I have a pd.dataFrame with about 10.000 rows, each containing a text for which I have to sum up all occurences of words, contained in a lexicon (the lexicon also has about 10k entries).
I have written code that works, but takes quite a long time on my hardware (around 6-8 Minutes) and I strongly suspect that there is a better way to do what I want to do.
The main culprit is the count_sentiments() Function:
def prepare_data(data:pd.DataFrame, lexicon:pd.DataFrame):
"""Calculate the needed features and write them to the provided dataframe"""
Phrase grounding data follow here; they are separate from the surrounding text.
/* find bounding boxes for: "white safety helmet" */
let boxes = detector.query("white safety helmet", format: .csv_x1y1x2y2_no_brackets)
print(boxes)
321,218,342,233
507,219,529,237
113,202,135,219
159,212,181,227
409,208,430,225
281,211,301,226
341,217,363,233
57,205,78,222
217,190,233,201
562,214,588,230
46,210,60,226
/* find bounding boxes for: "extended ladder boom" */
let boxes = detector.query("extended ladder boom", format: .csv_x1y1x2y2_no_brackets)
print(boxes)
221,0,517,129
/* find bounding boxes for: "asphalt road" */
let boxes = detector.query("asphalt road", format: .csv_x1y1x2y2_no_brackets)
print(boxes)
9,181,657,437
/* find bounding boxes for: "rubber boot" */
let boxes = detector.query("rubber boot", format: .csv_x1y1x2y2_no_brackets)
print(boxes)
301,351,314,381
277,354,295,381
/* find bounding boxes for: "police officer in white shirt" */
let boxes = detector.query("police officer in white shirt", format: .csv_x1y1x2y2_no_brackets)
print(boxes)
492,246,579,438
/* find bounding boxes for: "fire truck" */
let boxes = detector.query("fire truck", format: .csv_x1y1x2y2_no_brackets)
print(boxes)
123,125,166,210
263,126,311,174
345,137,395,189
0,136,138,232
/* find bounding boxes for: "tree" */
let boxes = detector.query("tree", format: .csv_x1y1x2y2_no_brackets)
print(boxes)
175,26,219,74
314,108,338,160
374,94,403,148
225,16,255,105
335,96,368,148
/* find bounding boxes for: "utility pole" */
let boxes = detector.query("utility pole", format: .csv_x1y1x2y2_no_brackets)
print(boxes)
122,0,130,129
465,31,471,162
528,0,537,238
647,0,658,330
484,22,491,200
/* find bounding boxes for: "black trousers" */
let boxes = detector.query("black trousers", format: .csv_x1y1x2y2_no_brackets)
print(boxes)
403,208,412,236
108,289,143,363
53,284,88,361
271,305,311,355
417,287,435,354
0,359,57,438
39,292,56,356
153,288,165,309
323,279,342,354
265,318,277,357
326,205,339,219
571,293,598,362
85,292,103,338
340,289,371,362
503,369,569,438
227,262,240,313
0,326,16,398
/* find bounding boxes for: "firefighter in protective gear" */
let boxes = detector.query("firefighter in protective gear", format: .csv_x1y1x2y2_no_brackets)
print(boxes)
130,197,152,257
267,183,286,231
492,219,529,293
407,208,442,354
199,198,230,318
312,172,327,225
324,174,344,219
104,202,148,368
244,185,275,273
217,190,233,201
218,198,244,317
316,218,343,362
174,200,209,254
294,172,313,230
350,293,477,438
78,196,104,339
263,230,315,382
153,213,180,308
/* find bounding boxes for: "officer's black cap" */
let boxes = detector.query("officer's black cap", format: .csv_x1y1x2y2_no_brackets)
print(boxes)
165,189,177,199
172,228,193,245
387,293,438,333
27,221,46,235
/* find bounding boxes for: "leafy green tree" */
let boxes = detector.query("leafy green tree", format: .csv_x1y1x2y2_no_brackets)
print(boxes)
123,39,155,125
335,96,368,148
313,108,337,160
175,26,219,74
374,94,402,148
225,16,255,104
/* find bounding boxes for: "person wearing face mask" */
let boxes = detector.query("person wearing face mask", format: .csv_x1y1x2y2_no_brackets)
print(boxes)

# Filter the lexicon to create two lists of words
positiveWords = lexicon[lexicon['sentiment'] > 0]['term'].astype(str).tolist()
negativeWords = lexicon[lexicon['sentiment'] < 0]['term'].astype(str).tolist()
# Create columns for our features 'pos_count', 'neg_count', 'contains_no', 'pron_count', 'contains_exclam', 'token_log'
# The values get calculated by the applied function
# apply() maps a function to all the members of the vector (the pd.Series object)
# This takes around 2-3 Minutes on my hardware
data['pos_count'] = data['review'].apply(count_sentiments, args=(positiveWords,))
# This takes around 4-5 Minutes on my hardware
data['neg_count'] = data['review'].apply(count_sentiments, args=(negativeWords,))
return data
def count_sentiments(document, words):
"""Counts all positive/negative sentiment word occurences in the document"""
sentimentSum = len(re.findall(r'\b(?:' + '|'.join(words) + r')\b', document))
return sentimentSum
Any ideas will be appreciated, thanks in advance!